While their elected representatives, including Andrew Hope, Frank Peratrovich, Frank Johnson and Al Widmark worked in the legislature to support the antidiscrimination act, other members of the ANB and ANS worked behind the scenes. Elizabeth Peratrovich worked with the newly created National Congress of American Indians (NCAI) to get the materials needed to pass the antidiscrimination act; Roy enlisted the support of other native communities, and lobbied them to take certain positions.
"Roy epitomized all the things that the ANB stood for, and together with Elizabeth, they made a great team," said Hope. "They probably debated and strategized on a lot of things unofficially at home; she was responsible in a large degree for his success."
Elizabeth was also responsible for the impassioned speech she gave on the floor of the Senate in 1945, which helped sway some lawmakers to support the passage of the Equal Rights Bill.
"I would not have expected that I, who am barely out of savagery, would have to remind gentlemen with five thousand years of recorded civilization behind them of our Bill of Rights," she said. The Bill was signed on February 16, 1945.
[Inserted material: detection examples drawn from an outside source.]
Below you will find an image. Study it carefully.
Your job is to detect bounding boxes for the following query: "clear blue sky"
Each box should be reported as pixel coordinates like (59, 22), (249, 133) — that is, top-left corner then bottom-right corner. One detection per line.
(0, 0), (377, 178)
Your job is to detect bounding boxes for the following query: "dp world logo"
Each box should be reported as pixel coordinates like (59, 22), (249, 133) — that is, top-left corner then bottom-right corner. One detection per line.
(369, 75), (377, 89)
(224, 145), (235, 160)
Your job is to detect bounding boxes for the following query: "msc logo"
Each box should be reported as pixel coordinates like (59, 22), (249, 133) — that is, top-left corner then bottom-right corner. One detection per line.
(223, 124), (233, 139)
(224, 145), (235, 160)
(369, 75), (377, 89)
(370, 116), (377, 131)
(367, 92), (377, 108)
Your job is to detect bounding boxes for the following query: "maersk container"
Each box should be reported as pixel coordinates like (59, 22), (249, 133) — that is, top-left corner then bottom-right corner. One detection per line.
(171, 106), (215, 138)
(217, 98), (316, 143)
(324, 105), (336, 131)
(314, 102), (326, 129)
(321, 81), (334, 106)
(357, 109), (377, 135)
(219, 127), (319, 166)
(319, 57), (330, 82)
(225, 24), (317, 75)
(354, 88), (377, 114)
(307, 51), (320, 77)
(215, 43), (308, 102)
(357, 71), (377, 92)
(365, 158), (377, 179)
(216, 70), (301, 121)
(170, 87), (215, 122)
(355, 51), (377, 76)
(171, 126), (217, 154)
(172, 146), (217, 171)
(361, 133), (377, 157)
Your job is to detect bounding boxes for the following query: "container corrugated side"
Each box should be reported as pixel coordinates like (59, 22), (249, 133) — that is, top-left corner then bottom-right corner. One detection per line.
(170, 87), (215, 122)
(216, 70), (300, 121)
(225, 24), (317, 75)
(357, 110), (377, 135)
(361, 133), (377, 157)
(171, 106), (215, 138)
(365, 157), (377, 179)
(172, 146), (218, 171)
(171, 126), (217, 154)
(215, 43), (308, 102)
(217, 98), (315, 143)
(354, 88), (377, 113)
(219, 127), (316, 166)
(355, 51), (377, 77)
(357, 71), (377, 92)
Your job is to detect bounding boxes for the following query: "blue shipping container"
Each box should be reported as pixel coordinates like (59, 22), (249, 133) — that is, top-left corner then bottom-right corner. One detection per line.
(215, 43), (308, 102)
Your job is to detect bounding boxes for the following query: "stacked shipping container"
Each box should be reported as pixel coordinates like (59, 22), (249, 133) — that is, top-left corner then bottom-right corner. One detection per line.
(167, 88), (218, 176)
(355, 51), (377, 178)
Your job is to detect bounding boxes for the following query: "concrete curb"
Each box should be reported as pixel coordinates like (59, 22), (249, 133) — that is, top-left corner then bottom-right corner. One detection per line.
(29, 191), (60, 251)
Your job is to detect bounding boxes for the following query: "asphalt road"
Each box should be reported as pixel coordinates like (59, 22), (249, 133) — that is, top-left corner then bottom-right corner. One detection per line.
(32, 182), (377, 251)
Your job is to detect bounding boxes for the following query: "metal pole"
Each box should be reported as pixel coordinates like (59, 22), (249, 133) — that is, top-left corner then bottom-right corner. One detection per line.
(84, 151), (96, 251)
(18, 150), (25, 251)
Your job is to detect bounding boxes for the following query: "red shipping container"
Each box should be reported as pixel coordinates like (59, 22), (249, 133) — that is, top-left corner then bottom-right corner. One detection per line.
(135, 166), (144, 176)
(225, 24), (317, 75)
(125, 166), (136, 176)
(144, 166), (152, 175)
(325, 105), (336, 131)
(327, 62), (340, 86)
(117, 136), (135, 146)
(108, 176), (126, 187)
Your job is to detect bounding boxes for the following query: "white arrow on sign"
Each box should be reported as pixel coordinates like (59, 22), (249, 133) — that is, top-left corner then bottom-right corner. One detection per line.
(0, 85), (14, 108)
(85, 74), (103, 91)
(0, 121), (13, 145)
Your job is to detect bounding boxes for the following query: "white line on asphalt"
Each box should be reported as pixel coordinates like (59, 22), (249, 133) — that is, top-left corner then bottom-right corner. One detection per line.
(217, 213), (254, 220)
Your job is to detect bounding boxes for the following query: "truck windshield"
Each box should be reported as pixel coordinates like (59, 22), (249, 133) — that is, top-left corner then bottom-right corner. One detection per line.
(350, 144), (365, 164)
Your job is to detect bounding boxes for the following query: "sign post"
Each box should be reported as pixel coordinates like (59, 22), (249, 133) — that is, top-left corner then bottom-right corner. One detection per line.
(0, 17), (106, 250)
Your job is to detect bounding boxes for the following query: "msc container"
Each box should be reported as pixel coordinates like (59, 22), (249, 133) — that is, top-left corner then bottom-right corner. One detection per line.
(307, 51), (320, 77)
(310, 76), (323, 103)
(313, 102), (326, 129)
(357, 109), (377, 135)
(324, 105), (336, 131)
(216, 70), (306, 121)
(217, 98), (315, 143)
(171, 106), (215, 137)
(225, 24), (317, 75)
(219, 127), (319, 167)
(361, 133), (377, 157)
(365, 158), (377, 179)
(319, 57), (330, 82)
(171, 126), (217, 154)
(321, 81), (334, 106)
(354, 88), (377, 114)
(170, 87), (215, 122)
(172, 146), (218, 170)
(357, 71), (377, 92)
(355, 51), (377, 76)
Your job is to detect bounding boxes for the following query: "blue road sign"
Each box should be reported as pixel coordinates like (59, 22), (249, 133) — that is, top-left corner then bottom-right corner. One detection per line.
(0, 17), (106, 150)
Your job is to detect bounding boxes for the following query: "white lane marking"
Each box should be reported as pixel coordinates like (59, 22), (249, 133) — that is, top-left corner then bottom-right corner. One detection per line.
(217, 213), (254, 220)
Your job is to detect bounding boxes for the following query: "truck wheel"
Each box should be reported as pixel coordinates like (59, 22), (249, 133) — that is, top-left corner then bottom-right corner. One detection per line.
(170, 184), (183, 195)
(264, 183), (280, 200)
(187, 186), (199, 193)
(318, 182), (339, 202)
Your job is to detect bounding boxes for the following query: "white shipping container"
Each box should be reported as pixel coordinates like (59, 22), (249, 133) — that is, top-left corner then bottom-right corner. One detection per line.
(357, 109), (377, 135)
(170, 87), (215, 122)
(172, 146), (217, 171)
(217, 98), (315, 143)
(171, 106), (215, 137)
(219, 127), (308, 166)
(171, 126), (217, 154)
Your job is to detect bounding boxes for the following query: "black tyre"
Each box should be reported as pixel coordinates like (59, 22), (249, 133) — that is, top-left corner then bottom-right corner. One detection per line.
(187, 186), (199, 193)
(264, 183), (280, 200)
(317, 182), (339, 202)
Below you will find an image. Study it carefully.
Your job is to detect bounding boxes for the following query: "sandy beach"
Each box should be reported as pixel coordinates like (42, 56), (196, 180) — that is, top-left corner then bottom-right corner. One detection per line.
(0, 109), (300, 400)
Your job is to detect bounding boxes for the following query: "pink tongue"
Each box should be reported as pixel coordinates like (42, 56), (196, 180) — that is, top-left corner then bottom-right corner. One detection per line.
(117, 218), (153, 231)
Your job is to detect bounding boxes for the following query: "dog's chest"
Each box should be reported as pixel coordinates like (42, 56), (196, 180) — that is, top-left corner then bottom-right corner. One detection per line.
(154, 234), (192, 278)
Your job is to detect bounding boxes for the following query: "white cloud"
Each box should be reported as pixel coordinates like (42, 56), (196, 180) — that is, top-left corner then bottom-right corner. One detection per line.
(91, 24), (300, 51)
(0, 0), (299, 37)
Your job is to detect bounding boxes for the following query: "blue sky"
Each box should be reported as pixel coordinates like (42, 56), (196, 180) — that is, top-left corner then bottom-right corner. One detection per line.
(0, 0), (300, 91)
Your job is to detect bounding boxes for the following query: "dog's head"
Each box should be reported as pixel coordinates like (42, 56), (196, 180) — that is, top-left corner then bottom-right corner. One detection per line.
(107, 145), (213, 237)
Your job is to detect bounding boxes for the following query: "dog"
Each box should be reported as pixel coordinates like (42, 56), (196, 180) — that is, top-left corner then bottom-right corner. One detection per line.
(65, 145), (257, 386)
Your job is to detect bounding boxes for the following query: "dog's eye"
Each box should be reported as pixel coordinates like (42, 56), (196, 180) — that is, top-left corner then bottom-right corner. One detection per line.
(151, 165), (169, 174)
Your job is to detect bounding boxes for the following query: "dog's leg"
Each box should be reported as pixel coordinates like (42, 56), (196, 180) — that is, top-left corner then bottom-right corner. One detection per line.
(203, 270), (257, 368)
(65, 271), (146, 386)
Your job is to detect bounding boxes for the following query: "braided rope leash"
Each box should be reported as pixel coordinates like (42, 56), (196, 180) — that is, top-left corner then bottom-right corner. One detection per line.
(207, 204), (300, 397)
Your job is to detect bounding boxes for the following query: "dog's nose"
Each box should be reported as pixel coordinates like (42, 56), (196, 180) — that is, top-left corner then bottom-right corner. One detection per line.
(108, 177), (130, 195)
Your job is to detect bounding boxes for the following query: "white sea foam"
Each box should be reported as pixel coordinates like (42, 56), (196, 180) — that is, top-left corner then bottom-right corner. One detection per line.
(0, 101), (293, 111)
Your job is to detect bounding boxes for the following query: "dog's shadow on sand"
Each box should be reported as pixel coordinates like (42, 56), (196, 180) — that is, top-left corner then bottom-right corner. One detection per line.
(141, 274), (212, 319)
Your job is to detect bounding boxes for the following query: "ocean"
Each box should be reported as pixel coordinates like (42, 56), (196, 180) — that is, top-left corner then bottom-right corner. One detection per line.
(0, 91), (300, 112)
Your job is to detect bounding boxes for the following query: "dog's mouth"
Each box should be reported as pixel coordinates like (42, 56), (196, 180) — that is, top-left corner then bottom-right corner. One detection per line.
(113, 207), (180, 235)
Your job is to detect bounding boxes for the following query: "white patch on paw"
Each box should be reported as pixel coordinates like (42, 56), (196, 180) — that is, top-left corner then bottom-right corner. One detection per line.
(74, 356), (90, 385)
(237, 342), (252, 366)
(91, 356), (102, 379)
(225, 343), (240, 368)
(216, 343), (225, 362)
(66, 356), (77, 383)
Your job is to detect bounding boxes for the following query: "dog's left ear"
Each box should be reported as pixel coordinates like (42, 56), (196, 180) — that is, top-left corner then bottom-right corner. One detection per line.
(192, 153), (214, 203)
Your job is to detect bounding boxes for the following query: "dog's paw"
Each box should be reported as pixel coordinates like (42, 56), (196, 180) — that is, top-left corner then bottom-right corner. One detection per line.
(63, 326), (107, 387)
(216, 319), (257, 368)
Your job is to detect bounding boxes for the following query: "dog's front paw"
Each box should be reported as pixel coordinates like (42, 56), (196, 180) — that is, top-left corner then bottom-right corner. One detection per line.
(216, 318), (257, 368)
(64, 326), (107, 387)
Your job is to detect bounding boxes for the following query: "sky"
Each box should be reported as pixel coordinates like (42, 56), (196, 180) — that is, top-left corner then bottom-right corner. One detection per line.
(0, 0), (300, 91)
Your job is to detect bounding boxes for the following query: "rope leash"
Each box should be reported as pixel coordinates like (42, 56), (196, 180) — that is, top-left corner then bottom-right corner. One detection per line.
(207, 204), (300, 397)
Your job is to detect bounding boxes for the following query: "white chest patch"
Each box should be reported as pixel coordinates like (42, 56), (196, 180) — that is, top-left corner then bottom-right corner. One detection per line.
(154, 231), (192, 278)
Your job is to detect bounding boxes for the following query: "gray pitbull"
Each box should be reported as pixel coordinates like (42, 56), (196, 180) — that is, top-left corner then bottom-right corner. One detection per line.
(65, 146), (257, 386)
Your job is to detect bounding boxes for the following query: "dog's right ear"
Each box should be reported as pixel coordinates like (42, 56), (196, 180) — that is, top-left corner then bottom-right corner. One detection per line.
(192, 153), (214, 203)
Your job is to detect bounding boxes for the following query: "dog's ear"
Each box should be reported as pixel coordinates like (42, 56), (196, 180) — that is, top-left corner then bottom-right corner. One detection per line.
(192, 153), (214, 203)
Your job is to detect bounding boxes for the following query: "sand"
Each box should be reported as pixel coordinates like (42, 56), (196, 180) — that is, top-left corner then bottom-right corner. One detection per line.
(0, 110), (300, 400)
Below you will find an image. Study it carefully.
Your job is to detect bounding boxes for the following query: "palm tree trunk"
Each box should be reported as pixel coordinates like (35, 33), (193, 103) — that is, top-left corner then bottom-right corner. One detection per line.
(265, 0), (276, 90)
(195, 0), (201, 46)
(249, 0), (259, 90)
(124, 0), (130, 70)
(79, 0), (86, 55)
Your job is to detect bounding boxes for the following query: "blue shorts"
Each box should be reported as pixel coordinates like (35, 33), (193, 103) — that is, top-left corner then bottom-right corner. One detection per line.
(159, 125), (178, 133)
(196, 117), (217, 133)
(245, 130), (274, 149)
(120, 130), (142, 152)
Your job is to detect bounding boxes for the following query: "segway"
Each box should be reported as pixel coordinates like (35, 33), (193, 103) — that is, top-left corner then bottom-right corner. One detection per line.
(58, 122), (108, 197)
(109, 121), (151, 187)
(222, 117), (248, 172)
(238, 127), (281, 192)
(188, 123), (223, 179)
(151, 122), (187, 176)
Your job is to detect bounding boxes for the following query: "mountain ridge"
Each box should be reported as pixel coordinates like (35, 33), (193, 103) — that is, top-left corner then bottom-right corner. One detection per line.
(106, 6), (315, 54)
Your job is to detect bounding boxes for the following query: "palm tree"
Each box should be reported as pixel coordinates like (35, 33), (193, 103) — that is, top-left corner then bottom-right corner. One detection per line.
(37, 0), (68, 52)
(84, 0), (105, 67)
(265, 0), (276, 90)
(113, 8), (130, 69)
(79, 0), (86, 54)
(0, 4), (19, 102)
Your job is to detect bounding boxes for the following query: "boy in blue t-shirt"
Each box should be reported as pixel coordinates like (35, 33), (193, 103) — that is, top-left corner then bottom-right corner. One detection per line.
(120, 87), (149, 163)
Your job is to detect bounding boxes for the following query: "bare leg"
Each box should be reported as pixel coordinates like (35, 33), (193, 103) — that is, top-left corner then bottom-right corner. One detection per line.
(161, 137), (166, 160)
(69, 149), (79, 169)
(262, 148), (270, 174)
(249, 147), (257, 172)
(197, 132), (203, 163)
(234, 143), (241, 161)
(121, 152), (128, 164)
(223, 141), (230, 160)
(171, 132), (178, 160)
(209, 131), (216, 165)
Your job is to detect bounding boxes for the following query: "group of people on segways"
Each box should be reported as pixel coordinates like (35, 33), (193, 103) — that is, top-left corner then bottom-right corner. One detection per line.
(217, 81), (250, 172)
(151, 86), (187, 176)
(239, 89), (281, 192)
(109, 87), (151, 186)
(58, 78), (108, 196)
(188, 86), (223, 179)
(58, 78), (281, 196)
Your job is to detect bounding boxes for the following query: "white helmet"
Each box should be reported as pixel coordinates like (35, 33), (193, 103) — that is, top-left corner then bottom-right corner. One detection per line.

While the bill's passage did result in the immediate removal of signs on storefronts which included "No dogs and no natives," and "We cater to white trade only," Hope said that people's attitudes did not change as quickly.
"It was a lingering thing; nonnatives had a hard time accepting it," explained Hope. "Discrimination became much more subtle. In the old days they used to be proud to kick us out of bars; now it's little things, like the fact that a park that was once named after a native athlete was renamed. Even though it may not have been intended to be racial, if you grew up addressing this issue, it pops out at you."
According to Hope, while he thinks that Elizabeth would be pleased with some of the changes that have taken place since the bill's passage, she would not yet be satisfied with the status quo.
"I think she would have been pleased with some of the progress she sees among us, but disappointed with society's failure to accept us," he said. "But it wasn't like she or Roy to complain; they'd take a position and make their presence felt."